Cruz, who came in second to Trump in the race for the Republican nomination after a bitter and personal campaign, was booed by delegates at the gathering in Cleveland on Wednesday night when he gave a speech but did not endorse Trump.
The conservative senator from Texas stood his ground on Thursday. He refused to say whether he would vote for Trump, who had maligned Cruz's wife for her physical appearance and had suggested that his father was linked to late President John F. Kennedy's assassin.
"I am not in the habit of supporting people who attack my wife and attack my father," he told a meeting of the Texas delegation in Cleveland.
Republican candidates had pledged during the primary process to support the party's eventual nominee.
"That pledge was not a blanket commitment that if you go and slander and attack Heidi that I'm going to nonetheless come like a servile puppy dog and say 'thank you very much for maligning my wife,'" Cruz said.
He did say he would not vote for the Democratic presidential candidate, Hillary Clinton.
The dispute was the latest misstep at the four-day party meeting, which was meant to be an occasion showing Republicans rallying behind Trump, a New York businessman who has never been elected to public office but who saw off 16 rivals in the primary contests.

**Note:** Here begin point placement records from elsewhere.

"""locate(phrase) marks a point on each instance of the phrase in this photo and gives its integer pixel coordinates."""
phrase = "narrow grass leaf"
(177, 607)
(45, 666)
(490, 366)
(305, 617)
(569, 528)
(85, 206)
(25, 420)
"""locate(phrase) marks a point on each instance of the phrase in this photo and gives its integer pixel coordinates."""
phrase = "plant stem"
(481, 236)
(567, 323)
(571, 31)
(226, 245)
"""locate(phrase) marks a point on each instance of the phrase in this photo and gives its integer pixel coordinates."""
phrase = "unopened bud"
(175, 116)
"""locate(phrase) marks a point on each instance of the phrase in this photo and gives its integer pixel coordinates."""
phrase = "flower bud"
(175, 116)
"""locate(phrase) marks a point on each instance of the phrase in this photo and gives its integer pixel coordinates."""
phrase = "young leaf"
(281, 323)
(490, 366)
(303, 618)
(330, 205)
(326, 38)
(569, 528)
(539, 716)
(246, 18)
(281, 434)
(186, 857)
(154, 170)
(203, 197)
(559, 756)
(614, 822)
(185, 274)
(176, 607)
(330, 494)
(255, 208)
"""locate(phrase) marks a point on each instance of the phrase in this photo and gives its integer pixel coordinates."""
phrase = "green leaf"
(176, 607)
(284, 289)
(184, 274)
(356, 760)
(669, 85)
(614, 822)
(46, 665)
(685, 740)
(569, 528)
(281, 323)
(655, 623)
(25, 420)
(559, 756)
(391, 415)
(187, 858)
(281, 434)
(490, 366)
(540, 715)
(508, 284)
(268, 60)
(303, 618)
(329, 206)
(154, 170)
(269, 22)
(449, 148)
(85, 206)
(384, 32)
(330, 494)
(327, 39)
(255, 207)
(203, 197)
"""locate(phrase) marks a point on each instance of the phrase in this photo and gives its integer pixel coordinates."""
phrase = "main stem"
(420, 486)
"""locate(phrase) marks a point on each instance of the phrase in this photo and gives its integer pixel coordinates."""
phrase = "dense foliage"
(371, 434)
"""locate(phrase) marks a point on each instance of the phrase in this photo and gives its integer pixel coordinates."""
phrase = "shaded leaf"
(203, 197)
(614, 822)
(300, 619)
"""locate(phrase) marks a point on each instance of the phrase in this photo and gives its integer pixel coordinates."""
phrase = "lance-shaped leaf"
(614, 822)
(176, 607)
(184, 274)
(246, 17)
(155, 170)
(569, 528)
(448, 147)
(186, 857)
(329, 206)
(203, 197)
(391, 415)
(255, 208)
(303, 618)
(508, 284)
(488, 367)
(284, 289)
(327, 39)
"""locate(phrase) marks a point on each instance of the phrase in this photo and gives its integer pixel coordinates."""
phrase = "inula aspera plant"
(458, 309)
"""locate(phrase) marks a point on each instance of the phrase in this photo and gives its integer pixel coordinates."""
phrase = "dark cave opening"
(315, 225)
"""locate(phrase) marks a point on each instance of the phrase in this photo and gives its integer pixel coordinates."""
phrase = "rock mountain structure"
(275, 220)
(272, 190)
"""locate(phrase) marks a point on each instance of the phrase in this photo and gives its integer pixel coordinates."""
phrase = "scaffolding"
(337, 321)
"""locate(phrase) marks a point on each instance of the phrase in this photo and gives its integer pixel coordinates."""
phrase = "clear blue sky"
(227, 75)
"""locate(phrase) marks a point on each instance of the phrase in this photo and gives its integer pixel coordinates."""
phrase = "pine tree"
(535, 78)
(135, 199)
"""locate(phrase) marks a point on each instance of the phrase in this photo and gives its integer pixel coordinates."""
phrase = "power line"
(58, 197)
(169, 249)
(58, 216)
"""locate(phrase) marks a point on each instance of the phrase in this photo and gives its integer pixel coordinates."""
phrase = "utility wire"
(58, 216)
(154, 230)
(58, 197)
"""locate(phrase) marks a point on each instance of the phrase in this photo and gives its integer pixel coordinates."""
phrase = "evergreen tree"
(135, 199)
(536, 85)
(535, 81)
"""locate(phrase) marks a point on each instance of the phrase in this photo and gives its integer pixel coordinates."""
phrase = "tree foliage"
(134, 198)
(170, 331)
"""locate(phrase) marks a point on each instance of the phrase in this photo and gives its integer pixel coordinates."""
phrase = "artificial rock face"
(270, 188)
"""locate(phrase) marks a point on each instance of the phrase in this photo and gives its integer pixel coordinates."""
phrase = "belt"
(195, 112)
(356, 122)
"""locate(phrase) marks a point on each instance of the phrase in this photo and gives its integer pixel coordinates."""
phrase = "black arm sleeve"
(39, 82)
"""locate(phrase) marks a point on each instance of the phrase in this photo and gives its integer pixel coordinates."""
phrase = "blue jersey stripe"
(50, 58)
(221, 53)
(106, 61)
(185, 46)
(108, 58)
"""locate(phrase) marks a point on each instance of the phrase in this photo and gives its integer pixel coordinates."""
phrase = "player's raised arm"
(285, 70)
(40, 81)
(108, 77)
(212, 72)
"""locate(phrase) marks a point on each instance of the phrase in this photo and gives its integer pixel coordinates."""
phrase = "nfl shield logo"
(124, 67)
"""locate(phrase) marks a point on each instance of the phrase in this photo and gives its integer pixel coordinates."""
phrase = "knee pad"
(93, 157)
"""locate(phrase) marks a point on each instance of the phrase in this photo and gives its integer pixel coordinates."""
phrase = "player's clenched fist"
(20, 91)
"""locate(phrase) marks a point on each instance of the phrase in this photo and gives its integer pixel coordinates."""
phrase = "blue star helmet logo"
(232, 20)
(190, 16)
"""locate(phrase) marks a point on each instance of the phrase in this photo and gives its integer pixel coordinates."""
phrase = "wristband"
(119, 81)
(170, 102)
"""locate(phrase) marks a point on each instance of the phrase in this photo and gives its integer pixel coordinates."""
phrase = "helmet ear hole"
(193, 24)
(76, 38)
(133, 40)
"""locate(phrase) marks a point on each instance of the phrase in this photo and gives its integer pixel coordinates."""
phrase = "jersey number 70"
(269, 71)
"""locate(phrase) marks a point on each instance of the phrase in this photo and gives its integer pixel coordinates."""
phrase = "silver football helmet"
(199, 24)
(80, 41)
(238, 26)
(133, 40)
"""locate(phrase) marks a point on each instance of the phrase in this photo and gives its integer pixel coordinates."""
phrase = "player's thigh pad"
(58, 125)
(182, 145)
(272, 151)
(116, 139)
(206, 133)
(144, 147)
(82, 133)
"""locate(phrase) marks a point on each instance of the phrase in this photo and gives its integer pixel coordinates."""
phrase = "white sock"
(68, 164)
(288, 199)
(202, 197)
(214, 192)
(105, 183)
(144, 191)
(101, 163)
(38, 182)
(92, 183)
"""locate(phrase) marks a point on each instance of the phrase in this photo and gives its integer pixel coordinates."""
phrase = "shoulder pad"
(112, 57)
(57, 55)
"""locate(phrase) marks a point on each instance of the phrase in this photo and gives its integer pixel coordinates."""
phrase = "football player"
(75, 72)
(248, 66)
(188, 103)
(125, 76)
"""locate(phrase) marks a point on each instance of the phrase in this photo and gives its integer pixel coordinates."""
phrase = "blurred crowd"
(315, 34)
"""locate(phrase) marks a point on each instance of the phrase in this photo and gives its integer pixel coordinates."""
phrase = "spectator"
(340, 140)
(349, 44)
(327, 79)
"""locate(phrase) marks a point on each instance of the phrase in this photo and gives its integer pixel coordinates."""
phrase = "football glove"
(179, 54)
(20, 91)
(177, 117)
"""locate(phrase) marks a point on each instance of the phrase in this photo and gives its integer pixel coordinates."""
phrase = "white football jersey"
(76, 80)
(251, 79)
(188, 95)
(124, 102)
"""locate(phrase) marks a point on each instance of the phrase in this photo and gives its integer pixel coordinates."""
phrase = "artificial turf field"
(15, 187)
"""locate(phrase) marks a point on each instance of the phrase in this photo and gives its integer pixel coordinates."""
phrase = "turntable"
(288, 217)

Trump, well known to Americans as a reality TV star, has upset many in the Republican establishment with his free-wheeling style, frequent insults to rivals and controversial policy proposals such as imposing a temporary ban on Muslims entering the country and building a wall along the border with Mexico.
Hoping to close out the conference on a high note, Trump was due to give a prime-time speech on Thursday evening.
The convention began on Monday but the highlight of the first day, a speech by Trump's wife, Melania, caused controversy because she used some lines that were similar to passages in an address by first lady Michelle Obama in 2008.
Susan Hutchison, chair of the Washington delegation, said she confronted Cruz after his speech and called him a "traitor to the party."
New Jersey Governor Chris Christie, a close Trump adviser who was also a presidential rival, criticized Cruz's address.
"I just think it was an awful performance," Christie told MSNBC.
Trump's campaign manager, Paul Manafort, sought to put the Cruz appearance in a positive light, telling reporters on Thursday that the booing of Cruz increased party unity, "in a backhanded way."
Cruz was still one of the most talked about topics on social media, capturing attention ahead of Trump's big speech.
On Google, "ted cruz speech" was the top trending query regarding the Republican National Convention and on Twitter, about 56 tweets mentioning his official Twitter handle @tedcruz were posted every minute.
The overall tone of the tweets was more positive than negative, at a ratio of about 2.5 to 1, according to social media analytics firm Zoomph.